The government said it had audio and videotaped conversations between the defendants, including a videotape of Stevenson accepting an envelope containing $10,000 in cash last September outside a steak house after the assemblyman had balked at receiving the money inside the restaurant because he feared it would be captured by the business's video surveillance system.
According to court papers, law enforcement officers videotaped Stevenson stuffing the envelope into his front pants pocket and covering the pocket with the bottom of his shirt.
Besides the steak house, Bharara said cash was also exchanged at the cooperating witness' car and in the bathroom of an Albany hotel.
"Assemblyman Stevenson was only too happy to oblige for the right price," Bharara said. "He basically said, 'Show me the money.' ... And the money was shown over and over and over again."
The government described Stevenson as growing increasingly paranoid about the possibility of being caught as the plot proceeded in the ensuing months, although at times he seemed worried, noting that one politician had "died in jail" and saying it was important not to "put yourself in jail" and other times boastful of the seemingly light prison sentences given to corrupt politicians.

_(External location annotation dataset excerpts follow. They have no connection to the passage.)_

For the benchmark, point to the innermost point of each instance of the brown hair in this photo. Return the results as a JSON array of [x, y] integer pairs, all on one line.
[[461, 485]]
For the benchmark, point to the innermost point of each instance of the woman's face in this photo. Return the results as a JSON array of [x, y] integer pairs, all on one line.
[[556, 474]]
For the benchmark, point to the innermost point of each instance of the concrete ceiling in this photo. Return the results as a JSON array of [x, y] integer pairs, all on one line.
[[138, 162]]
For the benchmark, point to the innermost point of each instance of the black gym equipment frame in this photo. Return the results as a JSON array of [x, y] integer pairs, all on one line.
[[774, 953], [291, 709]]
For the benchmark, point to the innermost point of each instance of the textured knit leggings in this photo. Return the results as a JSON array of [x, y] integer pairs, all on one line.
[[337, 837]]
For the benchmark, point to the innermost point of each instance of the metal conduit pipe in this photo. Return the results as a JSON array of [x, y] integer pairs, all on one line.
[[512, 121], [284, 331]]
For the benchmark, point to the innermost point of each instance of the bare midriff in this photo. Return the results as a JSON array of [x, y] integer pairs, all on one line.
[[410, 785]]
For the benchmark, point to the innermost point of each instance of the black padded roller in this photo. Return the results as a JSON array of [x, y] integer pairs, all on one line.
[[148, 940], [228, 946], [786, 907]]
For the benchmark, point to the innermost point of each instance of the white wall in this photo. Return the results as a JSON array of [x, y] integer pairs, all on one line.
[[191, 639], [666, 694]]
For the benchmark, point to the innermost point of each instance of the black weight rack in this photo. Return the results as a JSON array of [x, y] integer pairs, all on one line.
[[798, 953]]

Referring to one, he said: "They got him in the, the easiest federal penitentiary you could ever be in," the government alleged.
In a Jan. 27 conversation described in court papers, the government quoted Stevenson as expressing concern that one of the businessmen he was dealing with might be cooperating with law enforcement.
According to court papers, Stevenson said he was worried that they could "bring me down." If so, "somebody's going to the cemetery," the government said Stevenson told a cooperator in a recorded conversation.
Associated Press writers Michael Virtanen and George M. Walsh in Albany and Jennifer Peltz in New York contributed to this report.